- Type: Turbofan
- National origin: United States
- Manufacturer: Williams International
- First run: 2000

= Williams EJ22 =

Small turbofan engine

The Williams EJ22 was a small turbofan engine that was being developed by Williams International for very light jet (VLJ) aircraft applications.

==Development==
Williams International had been building small turbofan engines for cruise missile applications since the 1960s, and had successfully entered the general aviation market in 1992 with the FJ44 engine. That same year, NASA initiated a program, Advanced General Aviation Transport Experiments (AGATE), to partner with manufacturers and help develop technologies that would revitalize the sagging general aviation industry. In 1996, Williams joined AGATE's General Aviation Propulsion (GAP) program to develop a clean-sheet fuel-efficient turbofan engine that would be even smaller than the FJ44 and designated the FJX-2 engine. This provided $100 million in research and development funding for the new engine.

Initially, Williams contracted with Burt Rutan's Scaled Composites to design and build the Williams V-Jet II, a Very Light Jet (VLJ) to use as a testbed and technology demonstrator to showcase the new engine. The aircraft, powered by two interim FJX-1 man-rated version of Williams' cruise-missile engine, debuted at the 1997 Oshkosh Airshow. Development of the FJX-2 engine progressed, most of the design work was completed during 1998 with initial prototype parts being delivered in the second quarter of that year. The program ultimately culminated with altitude testing at the NASA Glenn Research Propulsion Systems Laboratory from March - April 2000.

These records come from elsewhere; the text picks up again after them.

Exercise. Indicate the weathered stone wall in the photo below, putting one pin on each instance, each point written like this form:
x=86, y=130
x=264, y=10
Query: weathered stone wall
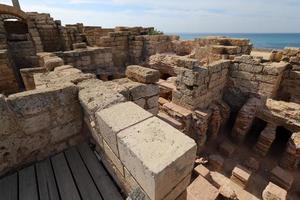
x=290, y=85
x=38, y=123
x=71, y=34
x=23, y=53
x=210, y=49
x=198, y=87
x=8, y=81
x=130, y=45
x=49, y=31
x=251, y=76
x=130, y=140
x=96, y=60
x=94, y=34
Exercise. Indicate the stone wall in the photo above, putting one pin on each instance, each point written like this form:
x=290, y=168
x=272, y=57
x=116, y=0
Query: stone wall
x=94, y=34
x=96, y=60
x=8, y=81
x=23, y=53
x=130, y=45
x=210, y=49
x=48, y=31
x=251, y=76
x=131, y=142
x=38, y=123
x=72, y=34
x=290, y=86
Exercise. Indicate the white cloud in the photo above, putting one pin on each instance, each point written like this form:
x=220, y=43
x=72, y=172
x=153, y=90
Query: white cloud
x=178, y=15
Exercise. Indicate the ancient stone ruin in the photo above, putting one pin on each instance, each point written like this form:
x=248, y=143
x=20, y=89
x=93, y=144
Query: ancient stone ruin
x=169, y=119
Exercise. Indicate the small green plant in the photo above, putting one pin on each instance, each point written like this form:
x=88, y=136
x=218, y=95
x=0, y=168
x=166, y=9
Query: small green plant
x=155, y=32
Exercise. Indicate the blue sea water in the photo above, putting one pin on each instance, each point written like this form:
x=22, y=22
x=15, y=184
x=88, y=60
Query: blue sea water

In 2000, Williams joined with Eclipse Aviation to develop an FAA-certified version of the FJX-2, designated the EJ22, to be used on the Eclipse 500 VLJ due for first flight in June 2002. The new EJ22 powered the Eclipse 500 prototype on its first flight in the summer of 2002, but never flew with the EJ22 again and Eclipse terminated their contract in late 2002, stating: "The EJ22 is not a viable solution for the Eclipse 500 aircraft, and Williams International has not met its contractual obligations", while Williams acknowledged "a number of challenges" with the EJ22 but viewed its obligations as accomplished, implying that the aircraft was too heavy. Eclipse switched to the more powerful Pratt & Whitney Canada PW600 series. Following termination of the contract, development work and FAA certification was halted shortly thereafter.
Eclipse initially required the engine to produce 770 lbf thrust, exceeding the 700 lbf rating of the FJX-2 by 10%.

==Design==

The FJX-2 engine was designed with many experimental systems and manufacturing processes to minimize parts count, lower production costs and have a bypass ratio of 4:1. As a result, there were many technical difficulties and failures of the initial prototype hardware. However, subsequent re-designs and the incorporation of more conventional systems resulted in the engine eventually meeting the NASA requirement of 700 lbf thrust.

To achieve the required thrust-specific fuel consumption, the EJ22 turbofan was designed as a three spool engine having a fan, two axial compressors and three expansion turbines. As a result, the engine was significantly more complicated than any prior Williams International engine. While very impressive on the test stand, the EJ22 proved quite temperamental during the two years of its development process and it was frequently subject to problems starting, overheating, part failures and various subsystem issues.